I don't own Dragon Age.
The early morning is her time.
It is when the nothing of the night is touched by tentative sun and painted with watercolor shades of sky, and Morrigan loves it more than any other time. She can walk through the camp, her footsteps slow and languid treading the worn paths as the dead campfire's smoke flutters up through the air, adding a heavy cedar musk to the clean beginnings of the day. All is quiet then, not even the crickets chirp, and Morrigan can revel in the quiet sound of the breeze caressing skin with the delicate touch of a gentle lover and the way a few lonely stars still shine desperately in the paled air.
She can hear her heartbeat pounding in her chest, feel the blood pumping through her veins, flex her fingers and curl her toes, and she is so very alive, so very human. Nobody stirs, nobody talks, nobody sings, nobody makes petty jabs. Morrigan can finally be free then, she can finally walk amongst her fellow man and woman and not feel out of place, not feel like an oddity.
She used to do this in Lothering sometimes, in the winter months when people slept late and one more set of footprints wouldn't be awry as long as nobody looked closely enough to see the outline of ten toes in the snow. She remembers the village, sleepy and silent and quaint, and she remembers with a slight twist in her chest just how badly she sometimes yearned to be a part of their world.

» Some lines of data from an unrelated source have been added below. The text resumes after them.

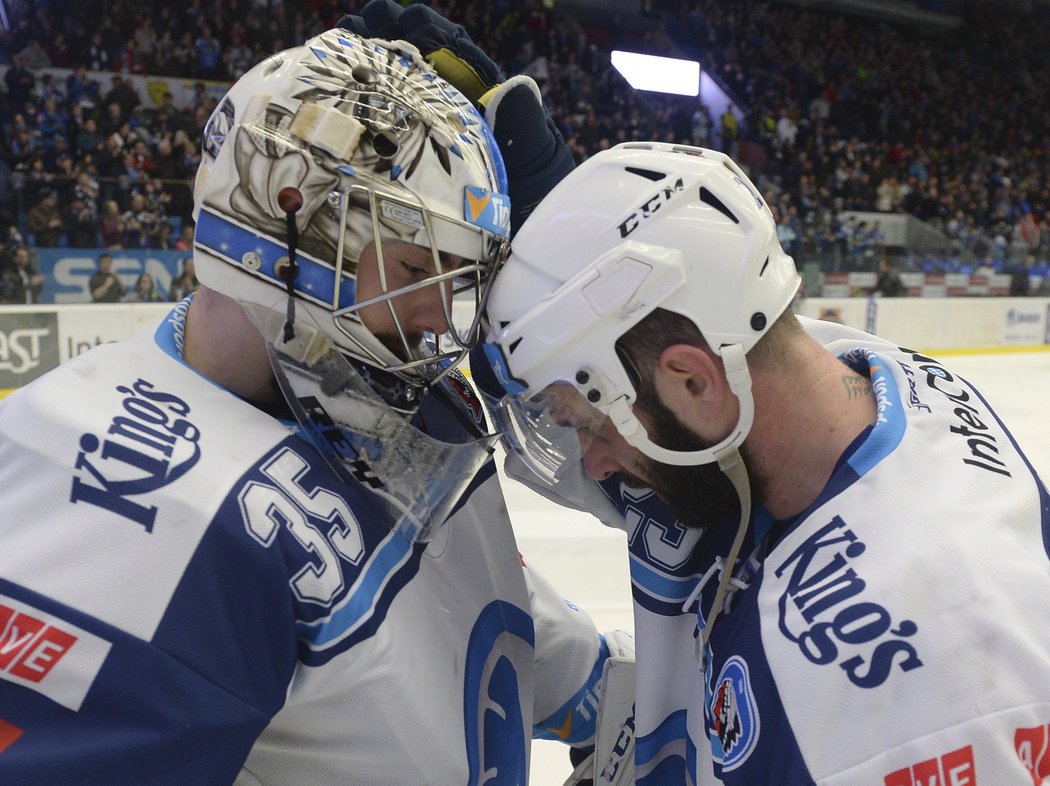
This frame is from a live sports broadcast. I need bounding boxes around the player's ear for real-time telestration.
[655,344,729,423]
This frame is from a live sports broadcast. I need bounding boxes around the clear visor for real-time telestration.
[486,382,608,485]
[245,303,499,543]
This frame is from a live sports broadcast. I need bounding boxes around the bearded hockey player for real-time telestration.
[0,29,631,786]
[486,143,1050,786]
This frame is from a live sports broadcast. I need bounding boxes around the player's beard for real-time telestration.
[621,395,747,529]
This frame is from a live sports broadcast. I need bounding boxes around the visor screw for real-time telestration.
[240,251,263,271]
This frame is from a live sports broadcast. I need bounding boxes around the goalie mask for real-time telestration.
[194,29,509,539]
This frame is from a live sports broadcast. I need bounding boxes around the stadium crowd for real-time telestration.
[0,0,1050,294]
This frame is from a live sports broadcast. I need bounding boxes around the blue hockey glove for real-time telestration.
[338,0,575,234]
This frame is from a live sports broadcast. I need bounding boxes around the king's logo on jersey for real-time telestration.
[773,516,923,688]
[69,379,201,532]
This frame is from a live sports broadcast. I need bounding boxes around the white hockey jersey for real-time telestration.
[508,320,1050,786]
[0,303,604,786]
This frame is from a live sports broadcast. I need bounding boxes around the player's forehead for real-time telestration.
[375,240,465,270]
[538,382,608,431]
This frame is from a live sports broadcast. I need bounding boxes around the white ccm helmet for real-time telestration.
[486,143,800,472]
[194,29,509,384]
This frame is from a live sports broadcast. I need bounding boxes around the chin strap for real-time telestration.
[696,448,751,674]
[277,186,302,344]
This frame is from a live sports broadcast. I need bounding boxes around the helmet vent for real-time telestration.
[372,133,397,158]
[624,167,667,183]
[431,136,453,175]
[700,186,740,224]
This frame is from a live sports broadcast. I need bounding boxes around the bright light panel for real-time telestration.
[612,49,700,95]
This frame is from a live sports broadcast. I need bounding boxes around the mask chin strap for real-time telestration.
[609,344,755,673]
[277,186,302,344]
[697,447,751,674]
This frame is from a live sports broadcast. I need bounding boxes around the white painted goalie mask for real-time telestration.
[194,29,510,537]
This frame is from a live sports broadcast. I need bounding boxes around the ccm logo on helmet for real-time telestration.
[620,177,685,237]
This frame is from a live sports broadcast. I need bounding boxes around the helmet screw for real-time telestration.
[350,65,376,85]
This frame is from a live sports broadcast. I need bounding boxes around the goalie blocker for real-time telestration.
[565,631,634,786]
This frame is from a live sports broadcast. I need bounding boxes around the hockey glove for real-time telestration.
[564,631,634,786]
[339,0,575,234]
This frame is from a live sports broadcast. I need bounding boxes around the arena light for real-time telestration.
[612,49,700,95]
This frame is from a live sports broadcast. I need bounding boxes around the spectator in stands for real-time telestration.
[168,256,197,301]
[28,191,65,249]
[875,257,908,297]
[122,191,158,249]
[64,196,99,249]
[99,199,124,249]
[3,58,37,112]
[0,246,44,304]
[102,73,142,124]
[87,254,127,303]
[124,273,164,303]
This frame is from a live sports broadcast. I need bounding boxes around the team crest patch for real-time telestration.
[709,655,759,771]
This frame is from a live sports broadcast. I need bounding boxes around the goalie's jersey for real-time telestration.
[0,304,603,786]
[515,320,1050,786]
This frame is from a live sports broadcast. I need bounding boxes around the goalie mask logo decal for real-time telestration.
[709,655,759,771]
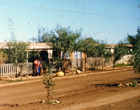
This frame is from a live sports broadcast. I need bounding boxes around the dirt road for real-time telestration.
[0,70,139,110]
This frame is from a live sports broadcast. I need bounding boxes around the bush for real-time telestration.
[115,63,134,67]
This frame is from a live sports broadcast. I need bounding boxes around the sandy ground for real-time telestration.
[0,67,140,110]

She remembers pretending that she was one of them, yes, mostly when she was slightly younger and Flemeth had told her once again how useless she was and what a waste of time and space of a child she had always been. The memory doesn't bother her now but it hurt like griffon claws then, digging into her flesh and blood and tearing and shredding and gouging, leaving scars that were tricky to heal completely. She remembers whispering stories to herself as she strode through the greyscale shade of the early morning, stories of a young girl named Morrigan who had a mother who loved her and braided her hair and a father who loved her and taught her to hunt. That young girl named Morrigan never did get to be her, despite her wishes and the tears shed at night as a child and every thwarted runaway attempt.
She would always be someone different to others. Morrigan the apostate daughter of the fabled Flemeth, Morrigan the cruel witch thief, Morrigan the barbaric Chasind woman, Morrigan the apostate, Morrigan, the wasted-space daughter, Morrigan the enemy, Morrigan the ally, Morrigan the sister, Morrigan the daughter, Morrigan the lover.
In the early mornings, though, when light kisses the cheeks of darkness, she can be Morrigan. Just Morrigan, because the wind requires nothing of her, the sky begs no alm from her, the quiet asks no words of her. She likes the early mornings, because then she doesn't have to do much more than simply be, just exist, be present in her own thoughts.
She is just Morrigan, wandering about the dawning light.